概況/大引け 米雇用統計の改善で5月3日にNYダウが一時15,000ドル乗せ。ゴールデンウィーク明けの東証は全面高で日経平均は2008年6月以来の14,000円台

概況


日経平均 15分足 MA(25/75)

日経平均 15分足 MA(25/75)

大引けのTOPIXは1,188.57ポイントの35.29ポイント高、日経平均は14,180.24円の486.20円高。東証1部市場の値上がり銘柄数は1,630、値下がり銘柄数は62。出来高は31億8,252万株、売買代金は2兆8,084億円。

5月3日に米国で発表された4月の雇用統計が前月比16万5千人増加と、市場予想の14万人増加を上回り、3月分も速報値の8万5千人増加→13万8千人増加に上方修正されたため、NYダウが一時15,000ドルの大台を回復したことを受けて、ゴールデンウィーク明けの東京株式市場は全面高となり、日経平均も2008年6月以来の14,000円台回復となりました。

ウォール街には「株は5月に売れ」という相場格言があるので、5月で頭打ちになることが警戒されている一方で、各国の未曾有の金融緩和による過剰流動性で「今年は違う」という見方もあります。

本日は東証1部市場は全面高でしたが、REIT指数は値下がりしています。

今週は米国債の四半期定例入札が8日に10年債、9日に30年債で実施されますが、4月の雇用統計が予想を上回る改善を見せたことで利回りに上昇圧力が掛かっていて、FRBは6月のFOMCで資産買入れプログラムの買入れペースの縮小に向けた指針を示すという見方もあり、入札が不調で利回りが一段高となった場合、米国株とドルも売られるトリプル安のリスクには注意といった解説も聞かれました。

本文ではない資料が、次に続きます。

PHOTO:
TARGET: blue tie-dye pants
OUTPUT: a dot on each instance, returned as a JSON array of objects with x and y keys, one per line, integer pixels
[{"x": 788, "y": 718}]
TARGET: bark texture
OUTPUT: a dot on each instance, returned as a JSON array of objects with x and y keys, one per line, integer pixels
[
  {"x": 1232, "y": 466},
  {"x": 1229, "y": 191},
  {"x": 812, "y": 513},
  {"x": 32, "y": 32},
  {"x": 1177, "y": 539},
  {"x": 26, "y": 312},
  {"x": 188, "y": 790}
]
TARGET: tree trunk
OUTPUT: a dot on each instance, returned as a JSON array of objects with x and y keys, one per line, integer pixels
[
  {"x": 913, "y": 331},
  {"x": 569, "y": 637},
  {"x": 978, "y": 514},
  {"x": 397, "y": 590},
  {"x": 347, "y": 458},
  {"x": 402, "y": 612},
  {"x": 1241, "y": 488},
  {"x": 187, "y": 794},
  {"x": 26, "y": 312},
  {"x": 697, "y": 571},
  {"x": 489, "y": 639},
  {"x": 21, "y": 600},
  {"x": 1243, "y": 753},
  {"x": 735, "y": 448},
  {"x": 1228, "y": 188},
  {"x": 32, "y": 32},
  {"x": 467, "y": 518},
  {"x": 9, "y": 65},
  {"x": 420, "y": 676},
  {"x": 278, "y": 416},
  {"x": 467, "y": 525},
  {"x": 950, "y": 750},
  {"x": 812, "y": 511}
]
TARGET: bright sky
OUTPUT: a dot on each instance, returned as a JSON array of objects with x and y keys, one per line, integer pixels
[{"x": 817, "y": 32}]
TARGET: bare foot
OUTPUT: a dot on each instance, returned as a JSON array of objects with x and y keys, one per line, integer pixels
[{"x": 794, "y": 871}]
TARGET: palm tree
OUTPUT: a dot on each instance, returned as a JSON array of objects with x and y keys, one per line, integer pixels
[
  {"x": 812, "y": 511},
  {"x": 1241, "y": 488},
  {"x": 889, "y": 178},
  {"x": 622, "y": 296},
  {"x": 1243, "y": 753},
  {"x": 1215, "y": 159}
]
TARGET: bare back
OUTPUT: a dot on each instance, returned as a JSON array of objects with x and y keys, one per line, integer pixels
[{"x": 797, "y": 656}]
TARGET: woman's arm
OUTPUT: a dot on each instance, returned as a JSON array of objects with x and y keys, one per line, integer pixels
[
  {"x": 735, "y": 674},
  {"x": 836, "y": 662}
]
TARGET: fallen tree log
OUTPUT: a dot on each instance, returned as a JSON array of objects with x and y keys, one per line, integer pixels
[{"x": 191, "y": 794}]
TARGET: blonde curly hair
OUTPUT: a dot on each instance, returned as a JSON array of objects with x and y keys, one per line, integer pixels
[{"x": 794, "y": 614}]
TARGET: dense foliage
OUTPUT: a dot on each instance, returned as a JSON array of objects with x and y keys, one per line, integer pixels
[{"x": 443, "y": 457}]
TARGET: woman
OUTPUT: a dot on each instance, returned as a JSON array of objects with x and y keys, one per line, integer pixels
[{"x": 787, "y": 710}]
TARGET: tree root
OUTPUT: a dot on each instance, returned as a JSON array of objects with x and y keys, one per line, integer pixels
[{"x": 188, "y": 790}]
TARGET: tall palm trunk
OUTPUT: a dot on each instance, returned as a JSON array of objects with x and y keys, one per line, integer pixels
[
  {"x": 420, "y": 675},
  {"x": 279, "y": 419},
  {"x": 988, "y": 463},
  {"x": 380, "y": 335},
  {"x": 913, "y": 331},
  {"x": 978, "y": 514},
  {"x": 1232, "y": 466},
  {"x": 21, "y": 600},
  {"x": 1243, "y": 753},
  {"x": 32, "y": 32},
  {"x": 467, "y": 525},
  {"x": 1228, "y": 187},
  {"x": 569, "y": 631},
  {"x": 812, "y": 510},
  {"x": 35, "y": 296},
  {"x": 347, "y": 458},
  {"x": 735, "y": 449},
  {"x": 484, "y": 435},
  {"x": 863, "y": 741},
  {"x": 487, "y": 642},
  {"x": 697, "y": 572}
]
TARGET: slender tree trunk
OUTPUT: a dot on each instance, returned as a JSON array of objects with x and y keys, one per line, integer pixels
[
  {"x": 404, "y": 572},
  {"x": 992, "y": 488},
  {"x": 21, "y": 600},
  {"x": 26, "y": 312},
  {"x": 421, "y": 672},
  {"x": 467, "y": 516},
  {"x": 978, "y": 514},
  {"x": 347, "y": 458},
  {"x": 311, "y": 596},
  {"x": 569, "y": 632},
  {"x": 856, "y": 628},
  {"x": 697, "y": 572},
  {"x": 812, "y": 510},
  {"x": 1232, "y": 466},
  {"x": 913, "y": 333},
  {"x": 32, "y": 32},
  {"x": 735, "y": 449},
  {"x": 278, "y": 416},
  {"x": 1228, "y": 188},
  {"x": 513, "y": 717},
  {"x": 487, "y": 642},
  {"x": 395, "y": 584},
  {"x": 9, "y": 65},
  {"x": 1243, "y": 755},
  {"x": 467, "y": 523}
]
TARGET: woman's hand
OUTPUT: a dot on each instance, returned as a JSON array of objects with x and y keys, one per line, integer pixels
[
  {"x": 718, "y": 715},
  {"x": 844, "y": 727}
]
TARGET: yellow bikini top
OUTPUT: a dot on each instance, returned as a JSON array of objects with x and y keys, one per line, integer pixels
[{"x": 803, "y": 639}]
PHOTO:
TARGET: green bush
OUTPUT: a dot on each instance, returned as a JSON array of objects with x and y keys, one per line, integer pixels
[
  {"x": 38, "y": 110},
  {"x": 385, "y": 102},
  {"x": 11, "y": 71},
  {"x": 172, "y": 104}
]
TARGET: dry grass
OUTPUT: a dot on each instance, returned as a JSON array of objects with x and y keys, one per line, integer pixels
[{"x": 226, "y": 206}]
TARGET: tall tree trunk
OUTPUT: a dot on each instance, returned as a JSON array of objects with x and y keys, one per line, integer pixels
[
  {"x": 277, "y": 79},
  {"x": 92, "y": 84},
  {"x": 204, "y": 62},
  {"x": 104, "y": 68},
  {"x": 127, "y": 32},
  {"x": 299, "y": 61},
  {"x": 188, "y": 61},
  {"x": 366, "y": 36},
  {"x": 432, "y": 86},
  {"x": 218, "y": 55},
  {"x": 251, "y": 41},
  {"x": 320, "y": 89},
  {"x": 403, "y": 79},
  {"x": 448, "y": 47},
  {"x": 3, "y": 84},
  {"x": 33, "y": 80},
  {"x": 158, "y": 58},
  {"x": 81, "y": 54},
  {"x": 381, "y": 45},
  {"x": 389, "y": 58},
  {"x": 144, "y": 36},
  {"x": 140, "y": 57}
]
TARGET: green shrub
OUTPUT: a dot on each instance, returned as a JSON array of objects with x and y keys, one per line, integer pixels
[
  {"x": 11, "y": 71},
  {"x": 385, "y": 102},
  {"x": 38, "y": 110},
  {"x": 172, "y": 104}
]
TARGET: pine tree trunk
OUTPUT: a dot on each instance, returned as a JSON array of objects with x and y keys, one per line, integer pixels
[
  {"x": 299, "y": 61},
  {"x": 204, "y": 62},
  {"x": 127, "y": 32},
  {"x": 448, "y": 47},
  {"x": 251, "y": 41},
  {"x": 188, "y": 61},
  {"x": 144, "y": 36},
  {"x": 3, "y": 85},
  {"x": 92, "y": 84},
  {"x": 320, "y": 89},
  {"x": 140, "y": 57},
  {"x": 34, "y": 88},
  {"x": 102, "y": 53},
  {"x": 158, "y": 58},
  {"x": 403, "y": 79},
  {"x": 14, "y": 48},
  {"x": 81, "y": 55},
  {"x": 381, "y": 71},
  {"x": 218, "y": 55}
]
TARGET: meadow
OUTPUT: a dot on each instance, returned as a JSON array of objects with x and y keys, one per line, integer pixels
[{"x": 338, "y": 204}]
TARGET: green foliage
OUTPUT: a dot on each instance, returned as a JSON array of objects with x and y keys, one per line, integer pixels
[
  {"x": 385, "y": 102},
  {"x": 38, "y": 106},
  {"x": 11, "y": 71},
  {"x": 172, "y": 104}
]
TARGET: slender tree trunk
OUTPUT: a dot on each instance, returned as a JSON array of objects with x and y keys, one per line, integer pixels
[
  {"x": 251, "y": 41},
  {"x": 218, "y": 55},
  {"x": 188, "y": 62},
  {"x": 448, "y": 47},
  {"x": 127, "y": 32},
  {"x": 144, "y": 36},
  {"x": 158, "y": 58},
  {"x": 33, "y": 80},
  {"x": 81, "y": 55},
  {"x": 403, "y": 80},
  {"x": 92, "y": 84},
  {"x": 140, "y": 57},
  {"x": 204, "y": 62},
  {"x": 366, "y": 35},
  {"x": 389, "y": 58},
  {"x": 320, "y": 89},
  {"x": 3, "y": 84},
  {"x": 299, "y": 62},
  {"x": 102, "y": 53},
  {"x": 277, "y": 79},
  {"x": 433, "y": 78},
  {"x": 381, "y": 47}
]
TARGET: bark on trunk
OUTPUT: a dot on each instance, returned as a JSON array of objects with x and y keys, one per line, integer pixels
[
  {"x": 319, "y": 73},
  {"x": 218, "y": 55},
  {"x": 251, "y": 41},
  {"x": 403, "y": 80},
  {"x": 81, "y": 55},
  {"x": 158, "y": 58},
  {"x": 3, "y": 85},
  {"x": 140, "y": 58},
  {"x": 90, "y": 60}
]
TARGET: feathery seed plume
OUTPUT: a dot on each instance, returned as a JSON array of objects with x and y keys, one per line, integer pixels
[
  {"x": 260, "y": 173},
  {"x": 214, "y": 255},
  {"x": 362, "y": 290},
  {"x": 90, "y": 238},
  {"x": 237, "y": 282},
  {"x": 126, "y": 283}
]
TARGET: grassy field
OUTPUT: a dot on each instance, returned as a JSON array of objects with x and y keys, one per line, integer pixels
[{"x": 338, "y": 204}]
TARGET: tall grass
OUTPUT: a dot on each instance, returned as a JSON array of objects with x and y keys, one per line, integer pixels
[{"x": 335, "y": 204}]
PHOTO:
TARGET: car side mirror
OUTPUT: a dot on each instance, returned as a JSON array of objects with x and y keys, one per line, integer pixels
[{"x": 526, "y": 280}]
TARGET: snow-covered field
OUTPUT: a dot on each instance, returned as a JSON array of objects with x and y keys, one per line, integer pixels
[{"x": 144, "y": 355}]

反面、5月2日にECBが利下げを実施し、キプロスの次の危機候補と目されているスロベニアが前日にムーディーズからジャンク級に格下げ(Baa2→Ba1)されたにも拘らず、救済回避を目的として外貨建て債のドルベンチマーク債を発行し、旺盛な需要を集めたため、欧州債務危機は縮小していることは環境の大きな変化と安心されています。

米国の雇用統計の改善を受けてソニーやトヨタなどの輸出関連が高くなりました。

安倍首相がトルコの首相と3日に会談し、黒海沿岸シノプでの原発建設でトルコ政府が日本に優先交渉権を与えることで合意したため、三菱重工(7011)と仏アレバ連合の受注が事実上確定したことから、三菱重工も賑わい、三菱重工系の機械商社の西華産業(8061)も大幅高となり、原発関連の木村化工機(6378)や日本製鋼所(5631)がストップ高となりました。

東京エレクトロン(8035)はみずほ証券が5月2日に投資判断を「中立」→「買い」に、目標株価は4,000円→6,200円に引き上げことが注目されました。DRAMメーカーは生産能力をモバイルDRAMへ振り向けることに注力し、パソコン用の生産能力を前年比3割削減させる動きに繋がり、パソコン用DRAMでも需給が逼迫しています。メモリ半導体の本格的な回復を想定し、4~6月期の受注を従来予想960億円→1,100億円へ、7~9月期も同1,065億円→1,100億円とし、10~12月期と14年1~3月期をそれぞれ1,200億円としたそうです。

日経ジャスダック平均は2,086円の58円高。安倍政権の成長戦略で最先端医療の研究開発の司令塔となる「日本版NIH(米国立衛生研究所がモデル)」を創設することから、官民一体で医療の技術革新を推進することへの期待から、東証マザーズ市場やジャスダック市場では引き続き再生医療関連やバイオ関連が賑わっています。ナノキャリア(4571)やタカラバイオ(4974)、メディネット(2370)、メドレックス(4586)、アンジェスMG(4563)、ジャパンティッシュエンジアリング(7774)、セルシード(7776)、コスモバイオ(3386)などがストップ高となりました。